Sobre a Documenta, já gora, lembra Gianfranco Sanguinetti: «A “Documenta” de Kassel atira directamente para o lixo o excesso de obras de arte que não têm lugar nos depósitos». Vem na página 27 de “O Logro da Arte Contemporânea” (Barco Bêbado, Março de 2022), posfácio de um panfleto de Pablo Echaurren acerca do estado a que a arte se submeteu na governança dos mercados. De leitura obrigatória, o texto de Sanguinetti traça um diagnóstico impiedoso da mercantilização contemporânea de uma arte que esvazia de sentido a própria palavra arte. A incapacidade para se opor a essa mercantilização, a resignação e a renúncia de um papel participativo na transformação do mundo, no espicaçar do espírito crítico, na provocação de situações de pensamento, reflexão, debate, arrumou o objecto artístico onde se arrumam os outros objectos, ou seja, nas prateleiras de hipermercados luxuosos que têm por horizonte o mercado e por fim único o lucro monetário.
Temos, destarte, uma criação artística separada e ausentada do mundo, isolada em ilhas e resorts com condomínio fechado. Não se trata de fazer a apologia do artista miserável que carrega os males do mundo, mas antes do artista que por não suportar as misérias do mundo se lhe opõe, o contraria destemidamente, assumindo um papel activo e participante na sua mudança, tornando-se inútil a esse mercado reprodutor de entulho a que hoje se dá o nome de arte. Sobre o artista de hoje: «Ele é indiferente, mudo, acrítico, pois sabe que está sob vigilância e teme que a sua voz se desvie do pensamento único, do novo fundamentalismo ideológico que, em tempos de despostismo, não admite crítica nem heresia» (p. 19).

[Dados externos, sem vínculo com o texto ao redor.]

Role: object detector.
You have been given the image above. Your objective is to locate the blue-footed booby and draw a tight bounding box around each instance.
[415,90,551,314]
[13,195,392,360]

Se não simpatizo nada com essas visões que opõem um antigamente utópico a um hoje distópico, pressentindo a certa altura que para tal o texto de Sanguinetti poderia descambar (vide o ponto sobre “Liberalização da arte”), a verdade é que ele salva a reflexão desse abismo enumerando excepções, que sempre as há. Ora, falando de um modo geral, como nestas coisas tem de ser, o diagnóstico é não apenas impiedoso como absolutamente verdadeiro. O nível de prostituição a que o artista se submete por estes dias, tornando-se «num «trabalhador do conceito»», leva-nos a concordar com o Autor sublinhando a dois traços a defesa de «uma arte intrinsecamente associada à vida das pessoas» (p. 34). Os exemplos supracitados são, assim o espero, suficientemente esclarecedores da indigência crítica a que nos expomos, tantas vezes cúmplices de um sistema que vai paulatinamente transformando tudo em objecto, produto, até que nada sobre de verdadeiramente instigador e libertador.